Sauf que. La démonstration tourne court et les symptômes de cette sarkose obsessionnelle sont d’un nombrilisme germano-pratin absolument ahurissant. Par exemple, il semblerait   que le "pays tout entier [soit] suspendu au contenu sentimental d’un SMS". Voire. À supposer que ce fut un sujet de discussion important, le citoyen moyen a ironisé sur l’anecdote et sa vacuité plus qu’il ne s’est précipité dans les kiosques pour en savoir plus. Mais Hefez semble confondre les médias et les gens.
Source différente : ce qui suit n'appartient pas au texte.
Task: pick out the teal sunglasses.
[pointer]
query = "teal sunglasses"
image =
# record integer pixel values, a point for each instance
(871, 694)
Ainsi, il affirme sans complexe   que "plongés dans cette fascination hyper-réaliste de ses émotions […], nous nous abreuvons de [Sarkozy]" ; c’est oublier un peu vite que ce sont les journaux et les magazines qui nous gavent de lui… et qui nous gavent tout court ! Pour l’anecdote, ces lignes sont écrites dans un train et j’ai été interpellé par mon voisin s’exaspérant du titre de l’essai : "encore un livre sur lui… J’en ai marre de voir sa gueule partout, pas vous ?" CQFD.
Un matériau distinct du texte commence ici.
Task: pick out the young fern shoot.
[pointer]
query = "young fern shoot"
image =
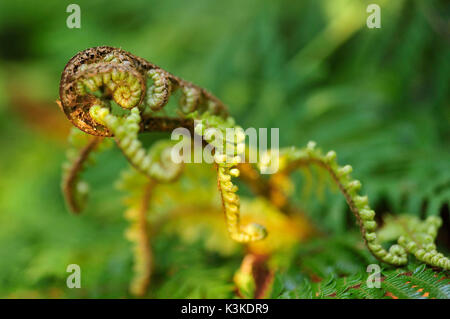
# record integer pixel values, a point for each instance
(97, 79)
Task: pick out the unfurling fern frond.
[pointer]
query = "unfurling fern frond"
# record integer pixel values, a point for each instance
(108, 92)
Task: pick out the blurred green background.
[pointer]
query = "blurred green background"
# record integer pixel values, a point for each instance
(378, 97)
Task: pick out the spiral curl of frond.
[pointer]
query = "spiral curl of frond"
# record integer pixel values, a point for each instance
(96, 78)
(418, 239)
(126, 131)
(229, 150)
(292, 159)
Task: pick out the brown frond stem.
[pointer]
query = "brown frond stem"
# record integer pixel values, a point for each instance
(70, 179)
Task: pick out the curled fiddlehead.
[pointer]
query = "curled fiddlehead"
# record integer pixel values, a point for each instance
(226, 164)
(417, 237)
(292, 159)
(96, 77)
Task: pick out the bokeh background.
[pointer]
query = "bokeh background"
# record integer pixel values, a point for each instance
(378, 97)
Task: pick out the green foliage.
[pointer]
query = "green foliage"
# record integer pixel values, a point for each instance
(379, 98)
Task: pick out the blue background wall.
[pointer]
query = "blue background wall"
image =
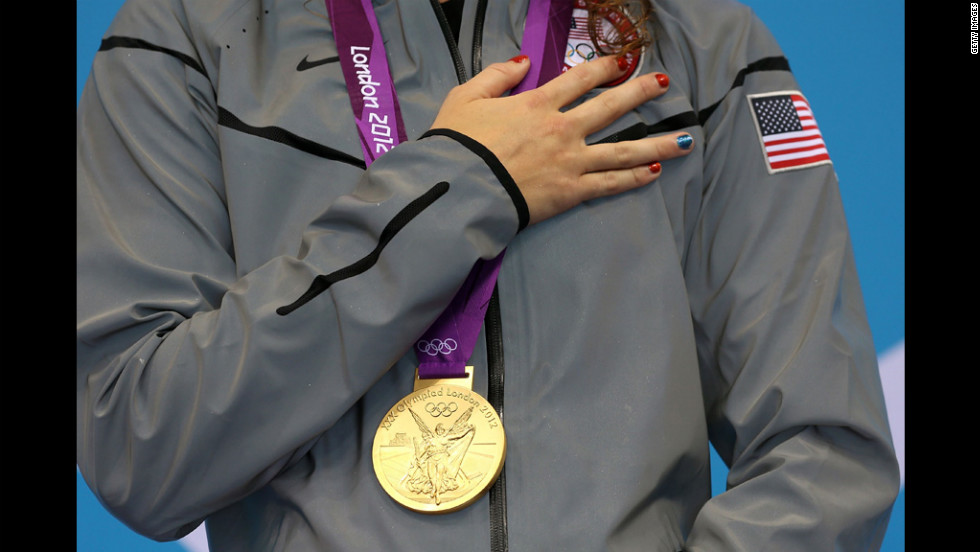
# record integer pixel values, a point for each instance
(848, 56)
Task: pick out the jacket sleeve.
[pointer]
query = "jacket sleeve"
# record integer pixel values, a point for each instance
(194, 386)
(792, 393)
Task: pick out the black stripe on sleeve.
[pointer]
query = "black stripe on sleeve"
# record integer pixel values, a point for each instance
(322, 282)
(498, 169)
(690, 118)
(128, 42)
(776, 63)
(283, 136)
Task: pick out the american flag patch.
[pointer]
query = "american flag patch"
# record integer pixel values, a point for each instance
(787, 131)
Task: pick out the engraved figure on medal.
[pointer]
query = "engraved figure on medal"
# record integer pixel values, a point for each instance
(438, 456)
(439, 449)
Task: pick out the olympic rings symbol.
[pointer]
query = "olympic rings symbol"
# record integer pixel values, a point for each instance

Bref, l’inventeur de la sarkose obsessionnelle semble oublier un peu vite qu’il y a un monde réel avec des gens qui ont d’autres soucis et d’autres intérêts que la couleur du slip du président de la République. Car les conversations sarkostiques qui animent les matinées du Café de Flore sont celles d’une élite qui n’a généralement pas d’autre souci que d’échanger des potins pour se distraire ou les relater dans un éditorial rédigé à la va-vite.
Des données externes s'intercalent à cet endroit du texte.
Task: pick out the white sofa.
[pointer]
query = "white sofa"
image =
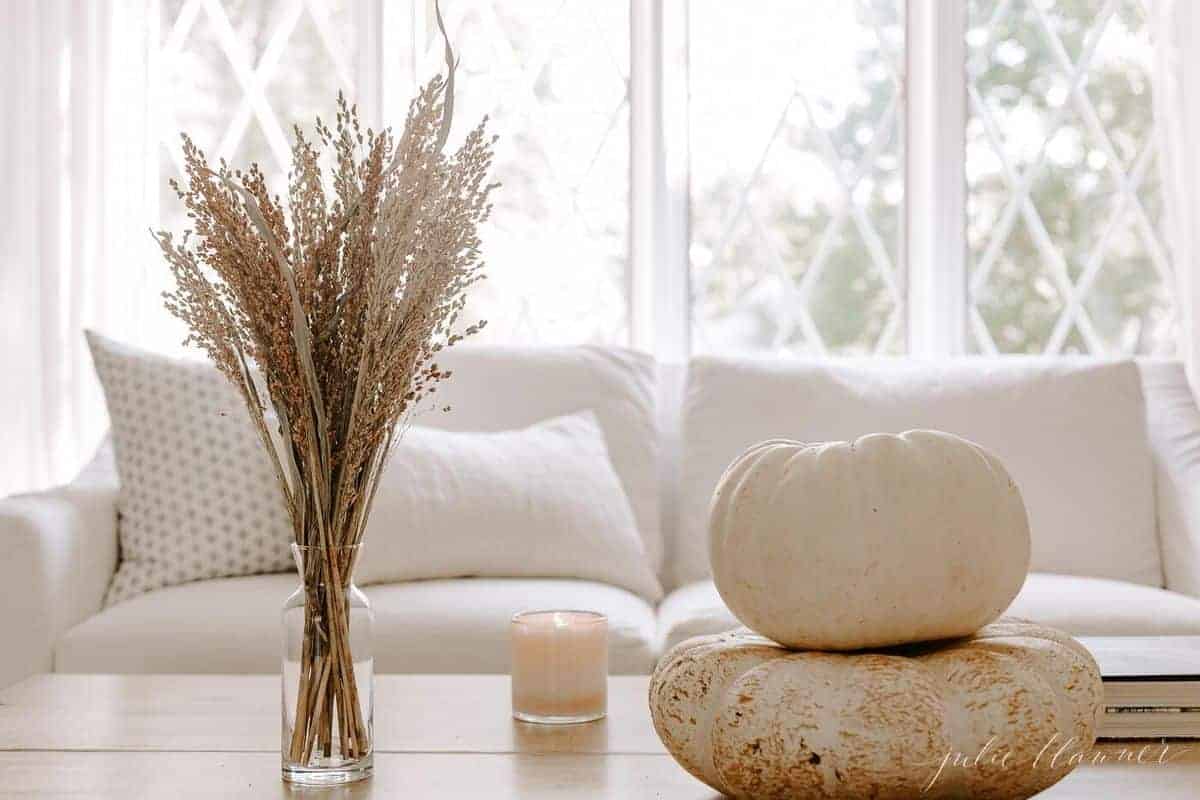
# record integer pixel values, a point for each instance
(1107, 455)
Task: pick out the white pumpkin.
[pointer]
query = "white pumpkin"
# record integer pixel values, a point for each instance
(1001, 715)
(880, 541)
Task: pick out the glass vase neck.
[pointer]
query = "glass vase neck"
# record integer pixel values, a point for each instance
(318, 564)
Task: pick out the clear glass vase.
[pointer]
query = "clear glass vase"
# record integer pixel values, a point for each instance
(328, 672)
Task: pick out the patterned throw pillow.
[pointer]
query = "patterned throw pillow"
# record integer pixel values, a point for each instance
(198, 498)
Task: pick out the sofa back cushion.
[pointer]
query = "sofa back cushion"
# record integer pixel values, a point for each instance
(541, 501)
(1071, 432)
(504, 388)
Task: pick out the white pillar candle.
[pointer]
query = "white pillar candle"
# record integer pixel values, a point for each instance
(559, 666)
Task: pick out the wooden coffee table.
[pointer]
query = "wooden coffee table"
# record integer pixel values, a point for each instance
(436, 737)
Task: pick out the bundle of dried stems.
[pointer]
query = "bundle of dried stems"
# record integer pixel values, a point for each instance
(341, 299)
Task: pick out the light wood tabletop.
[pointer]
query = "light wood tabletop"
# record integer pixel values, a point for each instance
(436, 737)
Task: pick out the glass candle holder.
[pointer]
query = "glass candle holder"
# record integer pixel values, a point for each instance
(559, 666)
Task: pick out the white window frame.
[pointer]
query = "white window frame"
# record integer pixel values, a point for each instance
(933, 256)
(935, 179)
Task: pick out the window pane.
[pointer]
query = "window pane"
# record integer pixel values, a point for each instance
(237, 76)
(1063, 210)
(553, 77)
(797, 180)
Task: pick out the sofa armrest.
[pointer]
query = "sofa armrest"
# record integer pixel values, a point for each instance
(59, 555)
(1173, 422)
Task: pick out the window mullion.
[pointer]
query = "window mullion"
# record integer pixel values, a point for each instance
(935, 179)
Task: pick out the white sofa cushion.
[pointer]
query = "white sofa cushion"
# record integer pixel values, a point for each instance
(1174, 425)
(1083, 465)
(232, 625)
(1077, 605)
(539, 501)
(507, 388)
(1102, 607)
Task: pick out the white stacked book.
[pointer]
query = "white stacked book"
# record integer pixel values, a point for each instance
(1151, 685)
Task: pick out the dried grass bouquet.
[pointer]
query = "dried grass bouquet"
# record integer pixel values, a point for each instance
(328, 314)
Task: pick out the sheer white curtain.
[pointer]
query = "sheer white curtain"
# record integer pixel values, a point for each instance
(73, 240)
(1176, 30)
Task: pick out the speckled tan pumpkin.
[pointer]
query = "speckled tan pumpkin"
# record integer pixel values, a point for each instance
(997, 715)
(886, 540)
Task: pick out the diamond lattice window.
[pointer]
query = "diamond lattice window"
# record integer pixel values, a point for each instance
(797, 175)
(238, 74)
(553, 76)
(1063, 203)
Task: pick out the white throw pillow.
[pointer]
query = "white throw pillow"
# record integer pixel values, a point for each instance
(539, 501)
(198, 498)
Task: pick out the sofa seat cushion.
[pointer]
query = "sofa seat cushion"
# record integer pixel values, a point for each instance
(232, 625)
(463, 625)
(1104, 607)
(1078, 606)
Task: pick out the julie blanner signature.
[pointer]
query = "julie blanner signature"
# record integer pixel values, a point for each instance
(1056, 753)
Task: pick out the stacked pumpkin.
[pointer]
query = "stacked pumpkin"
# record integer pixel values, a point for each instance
(871, 576)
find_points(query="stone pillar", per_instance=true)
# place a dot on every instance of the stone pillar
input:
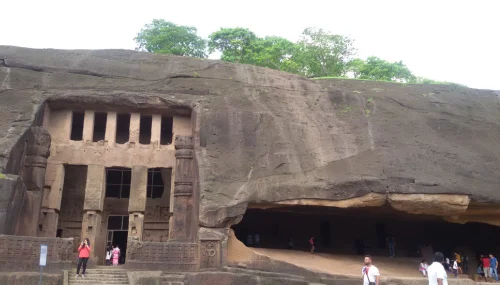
(88, 126)
(93, 205)
(184, 226)
(156, 130)
(51, 203)
(37, 152)
(137, 202)
(135, 125)
(110, 135)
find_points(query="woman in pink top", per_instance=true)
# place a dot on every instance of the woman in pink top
(83, 256)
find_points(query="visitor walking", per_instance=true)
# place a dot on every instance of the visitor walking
(311, 242)
(371, 275)
(465, 263)
(447, 265)
(83, 257)
(455, 268)
(109, 255)
(423, 268)
(392, 245)
(436, 273)
(116, 255)
(494, 267)
(486, 266)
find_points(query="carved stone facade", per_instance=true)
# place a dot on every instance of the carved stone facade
(23, 253)
(167, 256)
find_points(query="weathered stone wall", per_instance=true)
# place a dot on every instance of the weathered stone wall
(18, 253)
(166, 256)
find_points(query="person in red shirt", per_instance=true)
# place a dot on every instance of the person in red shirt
(83, 256)
(486, 266)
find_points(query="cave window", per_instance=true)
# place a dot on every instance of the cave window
(155, 183)
(77, 126)
(118, 182)
(145, 129)
(122, 128)
(100, 120)
(166, 130)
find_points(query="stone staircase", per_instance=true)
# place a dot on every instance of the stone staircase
(102, 275)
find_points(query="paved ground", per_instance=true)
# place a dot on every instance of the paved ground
(346, 264)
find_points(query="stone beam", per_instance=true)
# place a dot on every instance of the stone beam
(51, 203)
(110, 135)
(135, 125)
(137, 202)
(184, 225)
(88, 126)
(93, 204)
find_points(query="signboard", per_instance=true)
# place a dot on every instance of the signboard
(43, 255)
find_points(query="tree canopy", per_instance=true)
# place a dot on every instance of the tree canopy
(166, 37)
(317, 53)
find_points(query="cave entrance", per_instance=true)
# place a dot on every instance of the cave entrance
(363, 231)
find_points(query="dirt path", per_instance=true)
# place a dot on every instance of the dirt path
(345, 264)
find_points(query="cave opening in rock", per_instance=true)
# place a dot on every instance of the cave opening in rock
(100, 120)
(362, 231)
(145, 129)
(122, 128)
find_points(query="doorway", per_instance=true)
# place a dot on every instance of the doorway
(118, 234)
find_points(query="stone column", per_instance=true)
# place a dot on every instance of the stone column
(51, 204)
(156, 131)
(94, 204)
(184, 226)
(110, 135)
(37, 152)
(137, 202)
(88, 126)
(135, 125)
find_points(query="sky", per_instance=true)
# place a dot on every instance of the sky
(457, 41)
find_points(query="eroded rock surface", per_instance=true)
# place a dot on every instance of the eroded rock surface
(263, 136)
Entre mythologie et pédopsychiatrie

En bon psychologue de magazine, Serge Hefez multiplie les allusions freudiennes et les références légendaires. Entre Lancelot le chevalier raté et Œdipe le parricide, on trouve Narcisse le malheureux. Symbiose de ces trois mythes, Nicolas Sarkozy serait donc, tenez-vous bien à votre fauteuil, le nouvel emblème de la virilité. Ni plus ni moins. Aussi sexy en joggeur du dimanche qu’en businessman encravaté, le papa poule fort et fragile à la fois incarnerait l’homme du troisième millénaire. Et s’il nous obsède tant, c’est parce qu’il est comme nous… en mieux ! Le quatrième de couverture résume d’ailleurs cette thèse avec une accroche des plus convenues : "et s’il n’était que notre miroir…" Ben voyons !

Mais curieusement, alors que le livre nous en promet des tonnes sur la sarkose obsessionnelle, le chef de l’État est assez peu mentionné en tant que tel et laisse vite la place à un pamphlet (très) édulcoré contre la société de consommation et les errements de l’hyperprésident, qui "remplace une femme qui s’en va par une autre qui lui ressemble, en plus jeune et plus belle" ou qui traumatise les têtes blondes de l’hexagone en voulant leur faire porter le fardeau d’un enfant mort de la Shoah. Ce qui nous vaut un mini-traité de pédopsychiatrie digne d’un hors-série de Femme Actuelle.

En plus cette méconnaissance des rouages mentaux des jeunes cerveaux, Sarko serait un gros mytho. Et Serge Hefez, qui l’a bien remarqué mais n’a visiblement jamais assisté à une élection présidentielle avant celle de 2007, relève avec une naïveté des plus touchantes au sujet de celui pour lequel il a semble-t-il voté   : "son vrai mensonge, celui qui nous écoeure comme une obscénité, c’est de nous avoir fait croire – avec une telle force que 53% d’entre nous l’ont cru – que lui donner le pouvoir allait nous faire du bien." C’est généralement le but de tous les candidats, non ?

Ce bouquin fait donc partie des nombreux ouvrages parfaitement dispensables dont nous abreuvent les médias à grand renfort d’éditorialistes panégyriques. C'est-à-dire du vide vaguement rebelle qui vise à revendiquer le rôle d’un contre-pouvoir factice que beaucoup d’entre eux ne remplissent plus, faute d’indépendance et d’irrévérence vis-à-vis des puissants. Reste un vague traité de psychologie et un ersatz de pamphlet contre l’individualisme. Probablement un grand soulagement pour son auteur : à défaut de produire un livre utile, écrire ces pages aura libéré Hefez de ses névroses et de ses frustrations. On n’en attendait pas moins d’un psychiatre.